After around eight weeks, the rotator cuff of the shoulder is largely resilient again. This gives the option of post-treatment to rebuild mobility and strength of the affected arm. For this purpose, rehabilitation measures take place, which the patient carries out on an outpatient basis. They usually take at least three months to complete.
About two months after the surgery, you can go running again and after four to six months you can play ball sports again. To treat postoperative pain, the patient is given a pain catheter and local intermittent treatments with ice, which have anti-inflammatory effects.
Chronic pain syndromes such as supraspinatus tendon syndrome can be treated by a number of self-help measures.
First of all, it is important to protect the affected limb. The injured tendon should not be subjected to heavy loads for at least 14 days. The tendon can be cooled externally, as the cold slows down any inflammation and relieves pain. After the acute symptoms have largely subsided, warmth is recommended. In connection with moderate exercise, warm pads or compresses stimulate the metabolism and thus contribute to a quick recovery. Sport can be started again when the pain has completely subsided and the doctor gives his okay. Then gentle sports such as swimming or slow walking are particularly suitable.

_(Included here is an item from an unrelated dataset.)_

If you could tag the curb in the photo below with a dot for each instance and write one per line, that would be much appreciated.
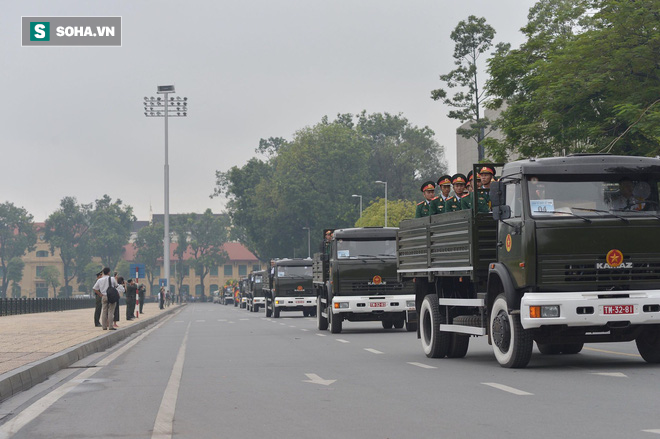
(30, 375)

The supraspinatus tendon syndrome usually progresses progressively. Therefore, the accompanying measures must be retained in the long term. A healthy lifestyle reduces chronic pain and improves well-being. Patients suffering from supraspinatus tendon syndrome should consult their doctor, who can provide precise treatment options. He may recommend attending a shoulder school, through which the patient learns to move the shoulder below the pain threshold.